Anyway, a set of guidelines is one thing. I still think we need every public function / function pointer to specify exactly how the reference count is managed.

ps. : here's a real-world example of how floating references can be used in-line

 http://cgit.freedesktop.org/udisks/commit/?h=gdbus-port&id=bab39d31db875a7359cd3e02e7f57ce264db65da

As much as this is "elegant"... it also scares me.
Comment 12 Allison Karlitskaya (desrt) 2010-08-26 21:09:20 UTC
First: this bug is completely legit.

The situation with the GSettings stuff (history) is that for a very long time this function expected a floating reference to always be returned and then I realised that it would be useful to accept non-floating references in some cases.  I introduced the check as a dirty compatibility shim and nothing else.

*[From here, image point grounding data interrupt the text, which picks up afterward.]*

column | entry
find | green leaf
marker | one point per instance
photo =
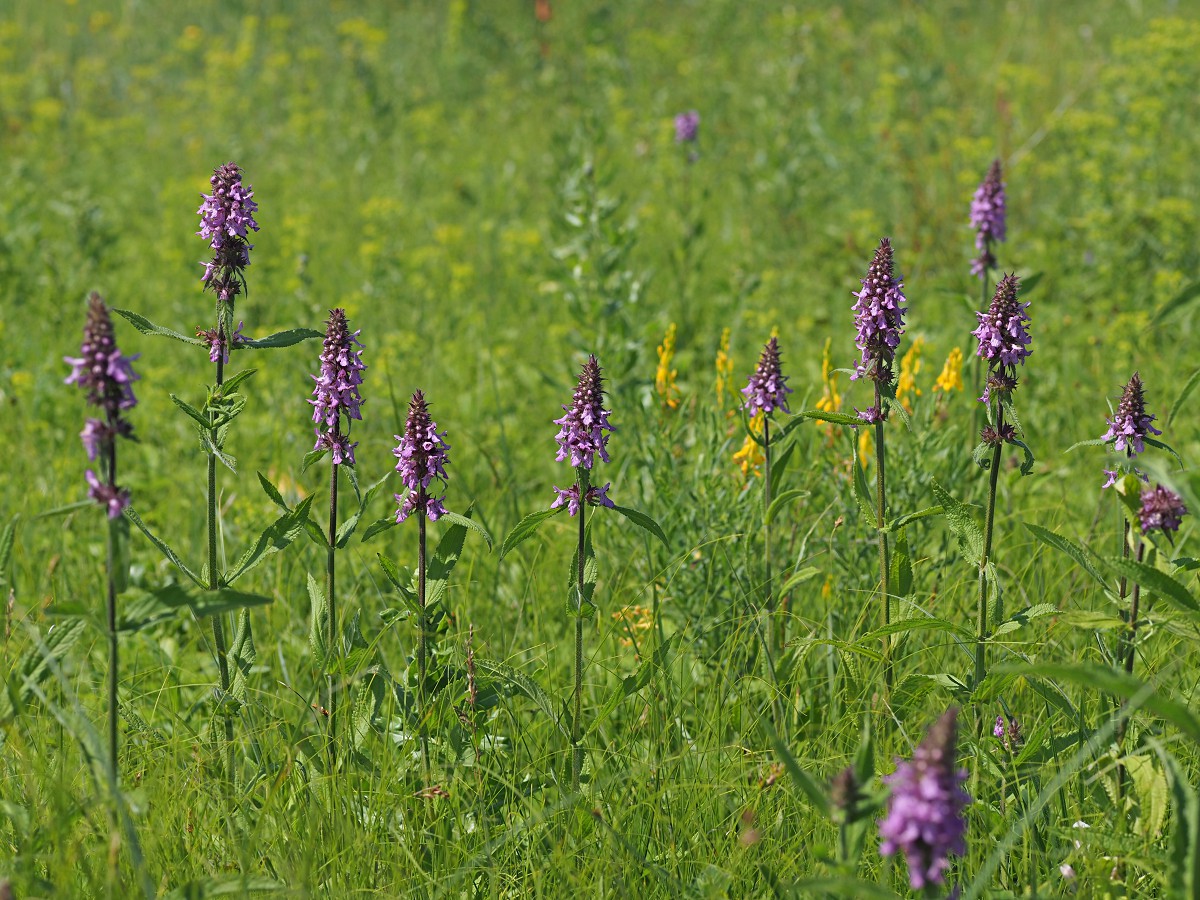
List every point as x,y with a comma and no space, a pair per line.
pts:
280,339
526,687
201,419
961,523
162,546
275,538
243,655
1151,579
527,527
347,528
1183,395
378,526
318,624
780,502
634,683
901,521
148,328
1065,545
642,521
468,523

I've told Christian in the past (when he was implementing the return-handling code for the GVariant c marshaller) that it's very broken for anything to depend on is_floating() for anything other than debugging/asserts.

The fact that the GSettings binding interface turned out OK and the fact that it would really be very much less convenient (for users) for me to *not* have this hack here is really making me rethink my initial desire for "purity".  Particularly since this purity really buys us nothing at all and is hurting our API users.

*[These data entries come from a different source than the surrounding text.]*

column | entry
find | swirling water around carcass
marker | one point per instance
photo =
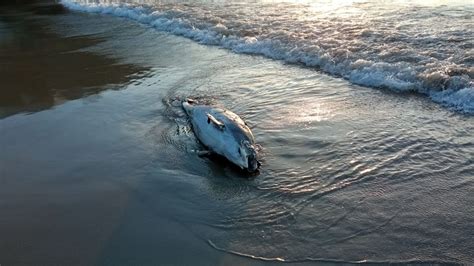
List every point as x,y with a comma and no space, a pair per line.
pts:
349,173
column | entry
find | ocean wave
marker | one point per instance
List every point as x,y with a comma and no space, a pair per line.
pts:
429,63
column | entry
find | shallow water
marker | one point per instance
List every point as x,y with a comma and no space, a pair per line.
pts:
111,175
420,46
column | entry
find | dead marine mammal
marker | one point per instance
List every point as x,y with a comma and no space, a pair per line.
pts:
224,133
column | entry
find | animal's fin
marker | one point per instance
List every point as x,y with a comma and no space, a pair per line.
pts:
215,122
204,153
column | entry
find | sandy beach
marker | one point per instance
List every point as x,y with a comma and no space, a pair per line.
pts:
99,162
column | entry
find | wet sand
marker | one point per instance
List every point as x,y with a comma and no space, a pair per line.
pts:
99,164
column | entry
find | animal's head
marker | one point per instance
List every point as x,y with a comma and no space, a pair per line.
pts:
188,105
248,156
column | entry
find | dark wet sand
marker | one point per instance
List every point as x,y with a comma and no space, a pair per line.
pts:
58,205
40,69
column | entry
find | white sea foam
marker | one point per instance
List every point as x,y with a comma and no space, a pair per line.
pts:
403,57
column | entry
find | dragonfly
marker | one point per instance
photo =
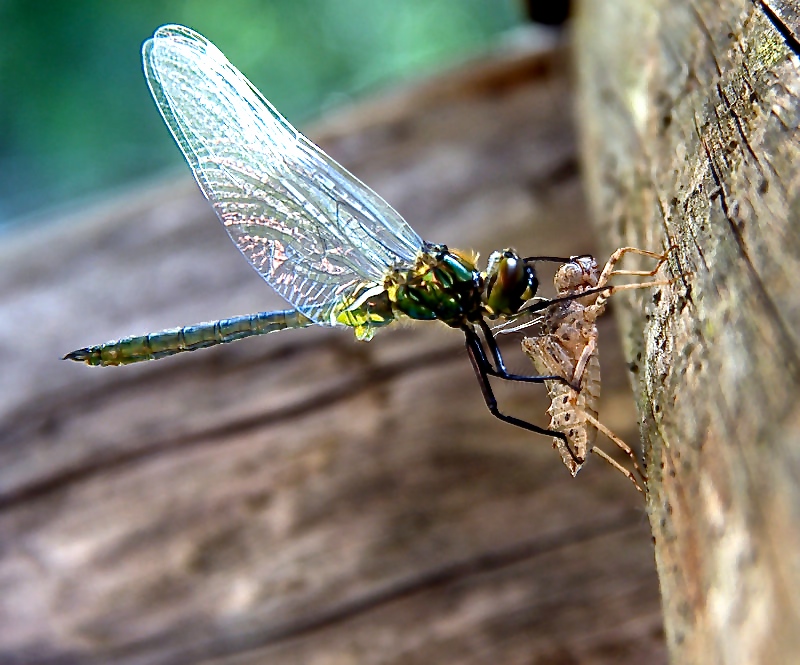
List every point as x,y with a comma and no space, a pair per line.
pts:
329,245
568,347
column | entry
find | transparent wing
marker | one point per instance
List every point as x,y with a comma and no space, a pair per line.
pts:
310,228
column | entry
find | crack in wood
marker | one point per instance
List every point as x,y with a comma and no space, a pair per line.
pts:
423,582
362,382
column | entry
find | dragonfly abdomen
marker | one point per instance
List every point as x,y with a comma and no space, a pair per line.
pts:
188,338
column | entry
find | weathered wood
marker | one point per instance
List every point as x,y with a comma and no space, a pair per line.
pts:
690,112
304,497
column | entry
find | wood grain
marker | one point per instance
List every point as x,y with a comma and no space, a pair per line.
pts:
690,116
304,497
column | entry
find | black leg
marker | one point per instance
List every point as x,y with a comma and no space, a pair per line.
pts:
501,372
483,368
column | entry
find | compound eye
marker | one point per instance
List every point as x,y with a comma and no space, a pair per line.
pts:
512,284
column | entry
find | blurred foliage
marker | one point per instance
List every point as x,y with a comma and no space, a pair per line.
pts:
76,113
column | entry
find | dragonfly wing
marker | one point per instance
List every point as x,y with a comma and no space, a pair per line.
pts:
307,225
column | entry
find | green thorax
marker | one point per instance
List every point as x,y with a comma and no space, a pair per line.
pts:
442,285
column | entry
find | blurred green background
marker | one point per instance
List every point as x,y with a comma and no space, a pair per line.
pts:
77,117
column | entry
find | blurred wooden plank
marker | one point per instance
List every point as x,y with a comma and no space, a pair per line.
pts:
691,116
304,497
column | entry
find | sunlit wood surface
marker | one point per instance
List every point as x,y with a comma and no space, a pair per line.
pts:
305,498
690,112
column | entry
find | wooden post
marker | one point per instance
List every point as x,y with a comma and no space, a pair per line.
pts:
304,497
690,115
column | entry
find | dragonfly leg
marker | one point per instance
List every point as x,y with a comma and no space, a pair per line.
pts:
483,369
500,371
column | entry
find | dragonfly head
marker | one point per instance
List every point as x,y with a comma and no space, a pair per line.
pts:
509,282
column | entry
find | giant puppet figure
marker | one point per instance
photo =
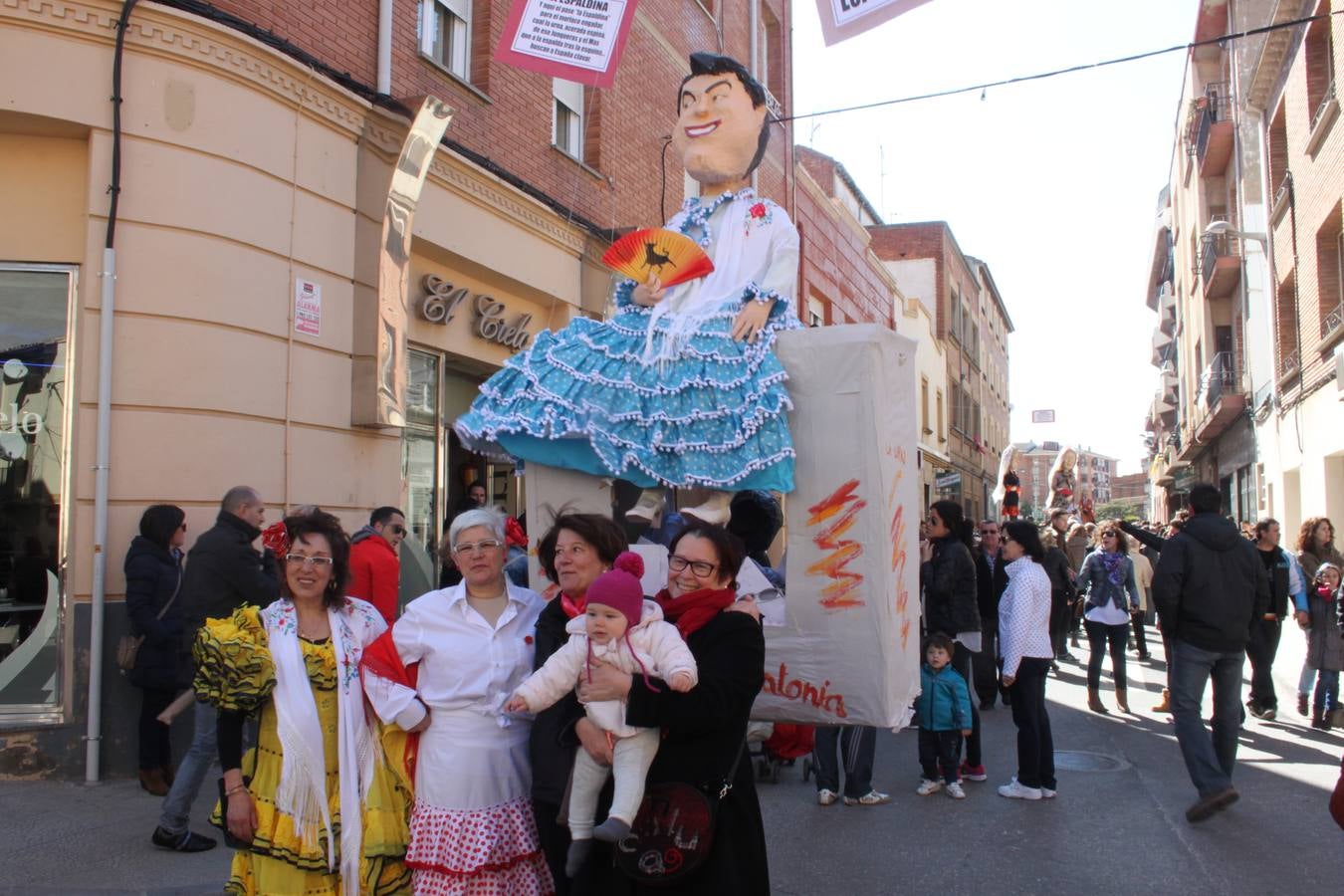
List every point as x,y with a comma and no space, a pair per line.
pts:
1063,481
680,387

Basically, after reflecting on things a bit, I think the intention of this report is correct.  I even think we should change the marshaller to allow floating or non-floating return values from functions (and do the obviously-correct thing for both of the cases).

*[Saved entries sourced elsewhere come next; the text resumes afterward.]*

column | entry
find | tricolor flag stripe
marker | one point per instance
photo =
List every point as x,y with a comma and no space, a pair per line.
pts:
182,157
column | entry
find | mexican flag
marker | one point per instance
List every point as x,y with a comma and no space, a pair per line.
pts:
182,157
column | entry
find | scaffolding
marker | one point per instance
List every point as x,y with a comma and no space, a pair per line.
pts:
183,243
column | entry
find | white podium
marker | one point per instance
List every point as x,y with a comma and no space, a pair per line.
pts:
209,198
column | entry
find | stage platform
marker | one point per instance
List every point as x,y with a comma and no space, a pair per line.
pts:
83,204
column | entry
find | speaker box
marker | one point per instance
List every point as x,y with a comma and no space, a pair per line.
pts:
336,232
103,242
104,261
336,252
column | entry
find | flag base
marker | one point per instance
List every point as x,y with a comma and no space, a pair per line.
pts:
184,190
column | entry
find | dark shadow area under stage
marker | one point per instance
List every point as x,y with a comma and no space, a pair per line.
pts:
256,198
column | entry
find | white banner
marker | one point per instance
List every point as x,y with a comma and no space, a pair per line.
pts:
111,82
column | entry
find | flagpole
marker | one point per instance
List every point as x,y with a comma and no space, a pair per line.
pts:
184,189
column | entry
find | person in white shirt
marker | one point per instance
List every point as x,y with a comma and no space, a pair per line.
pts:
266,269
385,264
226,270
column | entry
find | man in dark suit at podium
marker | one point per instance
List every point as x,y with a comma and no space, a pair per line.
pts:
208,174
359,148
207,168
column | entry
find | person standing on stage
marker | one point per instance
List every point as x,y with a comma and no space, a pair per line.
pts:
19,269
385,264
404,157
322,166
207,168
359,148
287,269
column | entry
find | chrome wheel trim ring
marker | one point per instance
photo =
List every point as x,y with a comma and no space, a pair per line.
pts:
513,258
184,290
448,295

At the same time, hand-coding the is_floating() check really does seem wrong.  I think a way to do this might be to have an extra function:

dtrt(v) {
  if (is_floating (v))
    return sink(v);
  else
    return v;
}

then you would call callbacks like

GVariant *result = dtrt (the_callback ());

...

g_variant_unref (result);
Comment 13 Allison Karlitskaya (desrt) 2011-07-11 12:38:18 UTC
Created attachment 191707 [details] [review]
GVariant: add g_variant_take_ref()

This function implements the following logic:

  if (g_variant_is_floating (value))
    g_variant_ref_sink (value);

which is used for consuming the return value of callbacks that may or
may not return floating references.

This patch also replaces a few instances of the above code with the new
function (GSettings, GDBus) and lifts a long-standing restriction on the
use of floating values as the return value for signal handlers by
improving g_value_take_variant().
Comment 14 Allison Karlitskaya (desrt) 2011-07-11 13:24:19 UTC
Created attachment 191711 [details] [review]
Oops.  Failed to properly drop the assert on g_value_take_variant().
Comment 15 David Zeuthen (not reading bugmail) 2011-07-11 14:27:08 UTC
Looks good to me - and thanks for the detailed docs.